Mississippi regulators want utilities to do more to hire companies based in the state, proposing an administrative rule that would require regulated private utilities to keep lists of interested companies and notify them of contracting opportunities.
The Public Service Commission voted 3-0 Thursday to seek public comment on the “Hire Mississippi” rule. Though it would encourage utilities to consider Mississippi firms, it would not require them to set aside any work for in-state companies.
Public Service Commission Chairman Brandon Presley, a Democrat representing the state’s northern district, says he believes more Mississippi companies could provide services, if they were aware of opportunities.
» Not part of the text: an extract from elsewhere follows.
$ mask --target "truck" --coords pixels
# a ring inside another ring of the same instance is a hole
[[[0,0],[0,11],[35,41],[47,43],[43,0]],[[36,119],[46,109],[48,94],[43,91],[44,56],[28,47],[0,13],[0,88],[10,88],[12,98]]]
“It just makes me sick seeing trucks with Oklahoma tags trimming trees in Mississippi,” Presley said. “There’s a lot of companies in Mississippi that can trim trees and clear rights of way.”
The rule would apply to electrical utilities Entergy Corp. and Mississippi Power Co., private natural gas providers including Atmos Energy Corp. and CenterPoint Energy, and a number of small telephone companies. Companies would have to send out notice of every contract worth more than $200,000 to their list, advertise opportunities in newspapers and issue lists of possible subcontractors when they award large contracts. In-state companies who unsuccessfully bid on a contract would get at least a general explanation of why their bid was rejected.
Presley said he didn’t know of any other utility regulatory body with such a rule.
Entergy Corp. and Mississippi Power both said they support the plan, which commissioners discussed in an earlier work session and then modified.
“We currently do a lot in this area,” wrote Mara Hartmann, a spokeswoman for New Orleans-based Entergy, in an email. “We maintain a list of available vendors, do quite a lot of outreach, publish notices, etc. to reach Mississippi vendors, and we’re looking forward to working with the commission on expanding our effort and identifying new ways to reach these local resources.”
Mississippi Power spokesman Jeff Shepard said the subsidiary of Atlanta-based Southern Co. has used more than 570 Mississippi companies during the construction of its $7 billion-plus power plant in Kemper County.
Presley said the commission would issue an economic impact report as part of the rule-making process. The commission must vote again on the rule after taking comments.